大学とは何か
「大学とは何か 」吉見俊哉 (著) (岩波新書)
中世の大学の誕生から、19世紀のドイツ、20世紀の米国で進められた大学の変遷と明治維新後の日本での大学の誕生と国立大学の法人化までを俯瞰されています。
日本では
「19世紀半ばの江戸や大坂、長崎などの都市で生じていた現象は、「自由に浮動する」知識人=志士たちが列島を旅しながら有力な教師について翻訳された知識を必死で学び、その外来の知の普遍性によって旧套打破を図っていこうとする、中世ヨーロッパの大学勃興期にも似た出来事」があり、「日本の大学教育のなかで、私学の伝統が国家の後押しを受けてきた官学を凌駕する力強さをもっているのだとするなら、それはこうした幕末の草のネットワークと近代知が結ばれていった場が、まさしく日本の私学の根源にある限りにおいてであろう」。

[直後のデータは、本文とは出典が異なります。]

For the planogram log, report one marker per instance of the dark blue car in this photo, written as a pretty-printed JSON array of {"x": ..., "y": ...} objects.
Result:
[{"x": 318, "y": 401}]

「近代日本の大学で重要なことは、最初に帝国大学ができて、それに続いて慶應義塾をはじめとする私学ができたわけではないことである。順番はむしろ逆で、維新期における旧士族の危機感を背景にした私塾の興隆がまずあり、そのような草 の知が自由民権運動に結びついていくことに対する危機感が、帝大創設を促していった。」
この先の大学の在り方については
「私たちの時代は16世紀に似ていなくもない。時代が中世から近代へと向かったあの時代、新しい印刷技術が爆発的に普及し、それまでの都市秩序がより大きな領邦秩序に吞みこまれていくなかで大学は衰退した。ところが今、やはりデジタル技術の爆発のなかで地球大の秩序が国民的な秩序を吞みこみながらも、時代はむしろ近代からより中世的な様相を帯びた世界に向かっている。」
と書かれておりまますが、コロナ禍がペスト同様にもたらす人類への影響も含めて、良い意味での中世的な学問の世界への回帰には共鳴します。昔から学問には国境なくもはや英語は現代のラテン語になったのだと言えます。
オックスフォード大学もここ30年でも大きく変化しており、伝統を守りながら変わり続けられる事が生き残る為にも大事なのだと痛感する所。
著者は「大学は「エクセレンス」と同時に「自由」の空間を創出し続けなければならない。」と結びますが、「自由」であることが良い研究や学問の為に何よりも大事なのだと思います。
尚、本書では触れられてないのですが、1970年代頃から米国で形成された大学とイノベーションとの関係は大きなテーマで、その中でベンチャーキャピタルは中核的な役割を果たしました。